Salah seorang sosok yang dipastikan mendapatkan kursi di DPRD pada pemilihan 2024 ini adalah Paliansyah dari PDIP. Meski Paliansyah adalah wajah baru dalam Pemilu legislatif, namun ia sudah lama menjabat sebagai lurah di kelurahan Bambang Barat. Sehingga mudah baginya untuk menghimpun suara masyarakat setempat.
“Akan tetapi sangat kita sayangkan ternyata penghitungan suara di kelurahan Bambang Barat khususnya saat rekapitulasi di kecamatan sempat tertunda lantaran adanya beberapa kesalahan penghitungan suara sah dan tidak sah,” kata Pengamat Hukum di Kotim, Nurahman Ramadani, Kamis, 22 Februari 2024.
Perebutan kursi di Dapil II Kotim sangat sengit, dengan ketersediaan 8 kuris, para caleg harus memenangkan hati warga Kecamatan Baamang dan Seranau untuk mendapatkan kursi itu.
Masih dari partai PDIP, kursi berikutnya diperebutkan oleh incumbent, Rinie Anderson yang saat ini menduduki jabatan Ketua DPRD, namun suaranya masih kejar-kejaran dengan wajah baru yaitu Sugito dan mantan Anggota DPRD Kotim periode sebelumnya yaitu Yohanes Aridian Hernan.
Sementara Dari PAN, ada Incumbent Dadang H Syamsu yang masih bersaing suara dengan Yuli Setianinarum sosok baru di Pemilu ini. Begitu juga dari Partai Nasdem, perolehan suara inkambent Syahbana masih selisih tipis dengan wajah baru yaitu Rini Setiawati.

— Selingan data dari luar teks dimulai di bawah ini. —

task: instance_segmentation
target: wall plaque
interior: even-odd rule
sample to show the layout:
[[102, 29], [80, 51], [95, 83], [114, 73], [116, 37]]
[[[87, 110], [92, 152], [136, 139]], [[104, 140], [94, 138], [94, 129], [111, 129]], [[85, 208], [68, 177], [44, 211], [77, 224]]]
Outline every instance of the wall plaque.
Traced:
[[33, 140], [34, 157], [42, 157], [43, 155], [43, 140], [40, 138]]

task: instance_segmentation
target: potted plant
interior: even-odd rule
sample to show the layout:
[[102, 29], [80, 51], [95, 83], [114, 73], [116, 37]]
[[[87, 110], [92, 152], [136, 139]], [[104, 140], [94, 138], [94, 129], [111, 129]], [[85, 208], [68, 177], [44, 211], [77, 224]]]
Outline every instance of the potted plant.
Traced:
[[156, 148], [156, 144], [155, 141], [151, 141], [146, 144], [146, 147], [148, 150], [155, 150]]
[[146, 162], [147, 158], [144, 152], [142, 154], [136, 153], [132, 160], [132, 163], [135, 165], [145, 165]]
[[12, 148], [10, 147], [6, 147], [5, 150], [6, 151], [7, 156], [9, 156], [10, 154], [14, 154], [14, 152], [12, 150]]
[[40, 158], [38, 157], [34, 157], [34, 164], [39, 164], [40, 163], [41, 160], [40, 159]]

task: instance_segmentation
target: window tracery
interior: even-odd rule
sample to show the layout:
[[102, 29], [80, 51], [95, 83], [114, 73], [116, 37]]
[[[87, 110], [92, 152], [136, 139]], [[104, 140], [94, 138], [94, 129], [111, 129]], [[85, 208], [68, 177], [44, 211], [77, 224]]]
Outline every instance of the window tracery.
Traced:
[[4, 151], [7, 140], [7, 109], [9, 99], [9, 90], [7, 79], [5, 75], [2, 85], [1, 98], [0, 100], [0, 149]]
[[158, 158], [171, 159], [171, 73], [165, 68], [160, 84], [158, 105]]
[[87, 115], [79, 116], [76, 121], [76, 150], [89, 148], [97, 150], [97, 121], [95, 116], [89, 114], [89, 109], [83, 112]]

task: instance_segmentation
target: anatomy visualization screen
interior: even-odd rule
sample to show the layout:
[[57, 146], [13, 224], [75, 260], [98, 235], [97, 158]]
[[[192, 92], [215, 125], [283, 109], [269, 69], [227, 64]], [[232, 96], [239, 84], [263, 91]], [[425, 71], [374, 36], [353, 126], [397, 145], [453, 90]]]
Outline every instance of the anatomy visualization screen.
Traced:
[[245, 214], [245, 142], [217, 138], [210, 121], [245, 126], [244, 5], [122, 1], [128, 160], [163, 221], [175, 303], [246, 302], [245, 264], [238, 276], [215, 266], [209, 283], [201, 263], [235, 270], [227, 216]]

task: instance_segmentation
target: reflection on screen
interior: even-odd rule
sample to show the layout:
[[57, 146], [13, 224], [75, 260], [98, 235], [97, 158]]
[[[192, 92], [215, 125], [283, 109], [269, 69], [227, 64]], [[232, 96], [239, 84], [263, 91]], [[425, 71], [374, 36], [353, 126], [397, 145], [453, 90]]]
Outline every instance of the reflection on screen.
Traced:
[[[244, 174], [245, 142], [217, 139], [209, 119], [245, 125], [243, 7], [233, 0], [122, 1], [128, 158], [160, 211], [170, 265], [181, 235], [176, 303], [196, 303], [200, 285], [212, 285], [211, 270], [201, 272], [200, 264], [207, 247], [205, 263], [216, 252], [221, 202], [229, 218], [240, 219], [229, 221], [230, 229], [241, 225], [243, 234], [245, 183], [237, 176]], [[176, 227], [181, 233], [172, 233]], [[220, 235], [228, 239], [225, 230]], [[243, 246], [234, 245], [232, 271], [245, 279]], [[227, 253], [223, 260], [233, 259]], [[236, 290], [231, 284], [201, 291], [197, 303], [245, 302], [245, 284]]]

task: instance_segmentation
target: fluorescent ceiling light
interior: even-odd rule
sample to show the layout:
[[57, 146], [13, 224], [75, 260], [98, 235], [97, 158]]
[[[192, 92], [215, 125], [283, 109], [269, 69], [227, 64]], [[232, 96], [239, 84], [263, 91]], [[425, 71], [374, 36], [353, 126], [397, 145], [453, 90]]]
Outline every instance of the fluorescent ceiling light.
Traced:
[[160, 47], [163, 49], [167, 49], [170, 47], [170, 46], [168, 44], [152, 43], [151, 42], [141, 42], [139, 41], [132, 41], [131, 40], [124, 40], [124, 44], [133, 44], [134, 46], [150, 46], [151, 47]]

Kemudian dari Gerindra ada dua tokoh inkmaben yaitu Sanidin dan Rambat yang baru bergabung di partai ini setelah hengkang dari PKB, keduanya masih bersaing memperebutkan suara tertinggi.
Berbeda halnya dengan PKB, yang saat ini sudah nampak perolehan suara tertinggi sementara yaitu Marudin, yang saat ini dirinya merupakan PAW (Pengganti Antar Waktu) di DPRD Kotim dari Fraksi PKB.
Selanjutnya partai Golkar ada inkmaben Abdul Kadir yang berpotensi naik, seperti PKS yang juga berpotensi meraih satu kursi atas nama Ariyandi. Dan dari Demokrat ada sosok Febri Angraini JK yang berpotensi menggeser inkmaben Handoyo J Wibowo.
“Meski nama nama ini sudah mengerucut, namun karena penghitungan suara atau rekapitulasi ditingkat kecamatan masih berlangsung sehingga hasil final masih belum bisa kita pastikan,” pungkasnya.